A dull ache drummed in the back of her head, rolling down to her neck. Perry opened her eyes and blinked, clearing her vision.

Her stomach rolled and bile rose. This dark chamber was Sir Richard’s drawing room and…she looked down…she was seated in the same worn chair her father had vacated.

She wiggled her hands and her toes. Still working, and she wasn’t bound.

A loud thwack pulled her attention across the room and her blood roared.

“Stop that,” she yelled.

Sir Richard turned.

The loud drumming in her head picked up, making her shake. Fox slumped in another chair, tied and gagged.
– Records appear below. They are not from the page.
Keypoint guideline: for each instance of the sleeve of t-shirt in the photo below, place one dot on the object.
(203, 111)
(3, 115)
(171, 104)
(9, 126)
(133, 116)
Sir Richard stood by him, his shirt and hands bloodied.

“Awake are you, mishy?”

She remembered. She’d been about to lock the door when it slapped open and knocked her back.

He waved a hand and a short barrel of a man limped from the corner. Only two bodies littered the floor and she recognized neither. Fox must have felled one of the new intruders, and this one was the only one to survive. Father and Jane and Kincaid must have escaped.

They would send help. She and Fox must stay alive.

Sir Richard approached and she stumbled to her feet, reaching into her pockets. Her pistols were gone. Her knife also. She’d left the pistol on the floor but she’d seen it in Father’s hand when he left.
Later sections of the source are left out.